Dans le cadre de l'antenne locale pour la recherche des phénomènes naturels mal identifiés (institut plus connu sous son abréviation anglo-saxonne Investigation for Natural Unknown Incident, le célèbre InuI Institute), une petite équipe est composée dans l'urgence, afin de s'enquérir, sur l'eau, dès le lendemain, de cet épisode météorologique spectaculaire. Les «Bouches de Nérée», formation réduite aguerrie, est sollicitée d'emblée, et si Sylvain T, en récupération, ne peut se joindre au groupe, c'est Eric P, membre virtuel entre Corse et Sardaigne, qui est disponible.

Le dimanche en début d'après midi, la pluie tombe encore encore sur cette partie de la côte du Var Ouest (tandis que plus à l'est des inondations et des vagues font beaucoup plus d'importants dégâts). Face à une ile Ricard arrosée, les «tornado seekers» sont à pied d'oeuvre, notamment Eric, qui installe ses capteurs, de la façon la plus pertinente possible, sur les trois embarcations.

VHF en poche, matériel de sécurité, revu avant d'affronter ces périls métérologiques : c'est « Go, Pros de la tourmente ! Cap à l'est ». Le premier azimut est la balise rendue célèbre par un modèle de T-shirt, à présent «collector». Mais, avant la balise cardinale, le passage obligé du trio, est le danger isolée de «la Fourmigue» : il se fait précipitamment, la tentation des surfs s'efface devant le sérieux de la quête scientifique du groupetto. Sous un ciel bas et gris, «La Cride» est atteinte. Jean, notre «pagaie noire» risque le capteur de sa proue, dans le premier tube aperçu : il ne s'agit, hélas, pas de celui d'une trombe d'eau, mais de celui d'un rouleau déferlant sur la roche, il collecte, là, les premières données numériques de l'expédition.

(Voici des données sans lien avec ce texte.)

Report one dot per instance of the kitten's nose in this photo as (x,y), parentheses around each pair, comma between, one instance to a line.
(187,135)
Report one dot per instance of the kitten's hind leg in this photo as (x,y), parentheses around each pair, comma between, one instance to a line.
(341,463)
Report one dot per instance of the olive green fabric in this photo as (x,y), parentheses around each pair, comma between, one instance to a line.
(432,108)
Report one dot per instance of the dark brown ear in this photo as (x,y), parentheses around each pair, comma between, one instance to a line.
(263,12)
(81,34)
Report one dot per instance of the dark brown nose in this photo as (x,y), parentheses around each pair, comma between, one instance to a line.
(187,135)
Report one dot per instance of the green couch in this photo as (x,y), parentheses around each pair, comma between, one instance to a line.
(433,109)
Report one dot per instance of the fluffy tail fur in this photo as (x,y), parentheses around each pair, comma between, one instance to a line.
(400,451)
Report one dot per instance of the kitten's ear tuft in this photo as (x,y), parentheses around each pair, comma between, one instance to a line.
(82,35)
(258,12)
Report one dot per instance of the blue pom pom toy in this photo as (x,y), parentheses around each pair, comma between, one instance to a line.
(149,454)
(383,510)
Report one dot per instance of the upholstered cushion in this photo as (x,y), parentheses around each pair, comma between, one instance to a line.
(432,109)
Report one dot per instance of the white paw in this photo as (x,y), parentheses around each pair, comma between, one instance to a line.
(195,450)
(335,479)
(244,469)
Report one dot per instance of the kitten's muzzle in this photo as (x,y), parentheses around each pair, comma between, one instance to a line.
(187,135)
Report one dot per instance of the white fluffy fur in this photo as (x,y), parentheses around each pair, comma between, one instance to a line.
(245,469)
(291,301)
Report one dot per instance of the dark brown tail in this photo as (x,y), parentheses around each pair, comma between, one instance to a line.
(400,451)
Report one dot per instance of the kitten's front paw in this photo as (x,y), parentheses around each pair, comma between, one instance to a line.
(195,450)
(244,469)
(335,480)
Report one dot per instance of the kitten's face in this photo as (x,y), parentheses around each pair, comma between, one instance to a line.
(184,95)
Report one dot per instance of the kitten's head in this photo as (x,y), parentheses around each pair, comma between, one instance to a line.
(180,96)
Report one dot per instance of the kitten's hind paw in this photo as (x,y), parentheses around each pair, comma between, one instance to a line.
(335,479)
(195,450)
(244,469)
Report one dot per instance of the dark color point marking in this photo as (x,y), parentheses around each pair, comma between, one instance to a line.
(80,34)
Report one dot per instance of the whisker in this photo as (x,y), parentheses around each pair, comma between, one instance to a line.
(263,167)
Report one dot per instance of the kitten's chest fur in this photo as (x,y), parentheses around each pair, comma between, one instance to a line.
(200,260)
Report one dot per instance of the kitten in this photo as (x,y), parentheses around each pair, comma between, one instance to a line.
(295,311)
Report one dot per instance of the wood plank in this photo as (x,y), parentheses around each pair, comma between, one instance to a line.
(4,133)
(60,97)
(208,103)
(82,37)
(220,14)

Tandis que le cap est contourné à distance, le soleil fait son apparition. Bravant les troncs et autres corps flottants charriés par la mer depuis la Reppe en crue, c'est un autre phénomène qui est documenté à plusieurs reprises. En effet, au levant, depuis le sol s'irise, entre les nuages, la décomposition céleste de la lumière blanche. Des anglicismes fusent alors comme autant de diagnostics : «rainbow» pour notre warrior, «gay Pryde» pour notre ingénieur. Il s''en suit, alors, entre chercheurs émerveillés par tant de stimuli visuels, un échange poétique et humaniste mêlant à l'arc en ciel, aux senteurs du lieu, difficiles à décrire. Sommes nous plus délicats sans graveleux ?!?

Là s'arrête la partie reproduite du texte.